Certainly the most important development in the last several years has been the emergence of a number of replicated linkage findings and the identification of associations within genes in these target regions. Replication is critical, but there are many reasons why a ‘true’ finding might not be replicated including genetic variation between populations and differences in statistical power, diagnostic methods and statistical approaches. Given the evidence of linkage replication across several groups for regions on 22q, 8p, 6p, 13q, 5q, 10p, 6q, 1q and 15q, and association replication for DTNBP1, NRG1 and other genes, it seems increasingly unlikely that all of these findings represent false positives. It is difficult to conceive of an inherent bias that would produce spuriously positive results across multiple groups (especially given the wide differences between studies described above) in the same chromosomal region.

We have focused only on the molecular genetic study of schizophrenia in this review. In generalizing to other psychiatric (and other complex) phenotypes, the broad conclusions from the study of schizophrenia seem likely to hold: (1) such phenotypes are genetically influenced but not genetically determined, (2) a number of genes (which may even vary between individual family members) are likely to be involved, (3) the liability variants in these genes are generally expected to be within the range of normal human variation and to have low risk associated with them individually, (4) some of the variants may interact with others or with environmental risk factors.
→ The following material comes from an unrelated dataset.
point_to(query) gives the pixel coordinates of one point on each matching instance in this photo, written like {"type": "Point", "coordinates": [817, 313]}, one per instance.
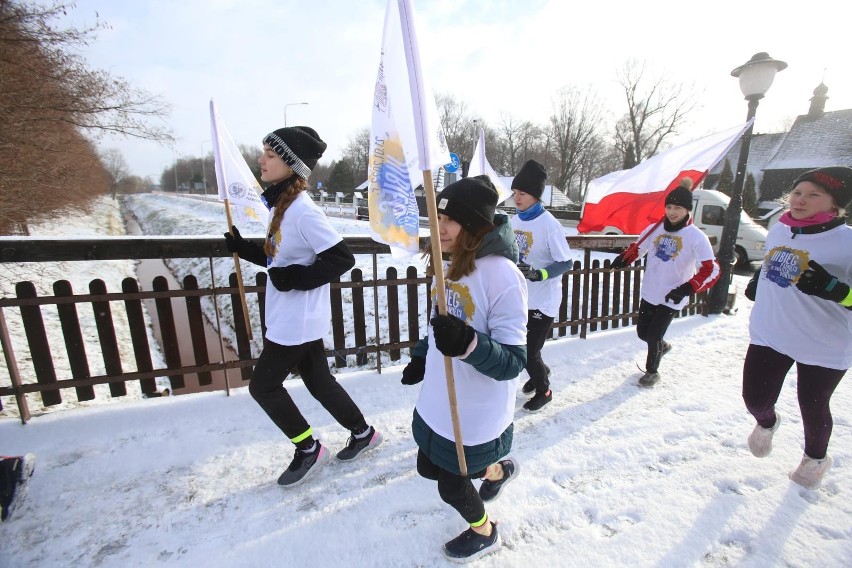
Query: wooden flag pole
{"type": "Point", "coordinates": [438, 269]}
{"type": "Point", "coordinates": [239, 274]}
An emerging number of identified positional candidate genes are, in some cases, now being replicated in independent samples. Given the major focus on this area of multiple research groups throughout the world, it is likely that within several years these or other loci might emerge as widely replicated susceptibility genes for schizophrenia. If this occurs, it will represent a true watershed event in the history of schizophrenia research. Although the step of gene-identification will itself represent a major advance, it will also represent the beginning of several new lines of research including (1) rational drug design based on knowledge of basic pathophysiology, (2) characterization of genotype–phenotype relationships based on knowledge of specific pathogenic mutations, (3) identification of environmental risk factors that interact with specific genes and (4) realistic prevention research given our ability to identify high-risk individuals.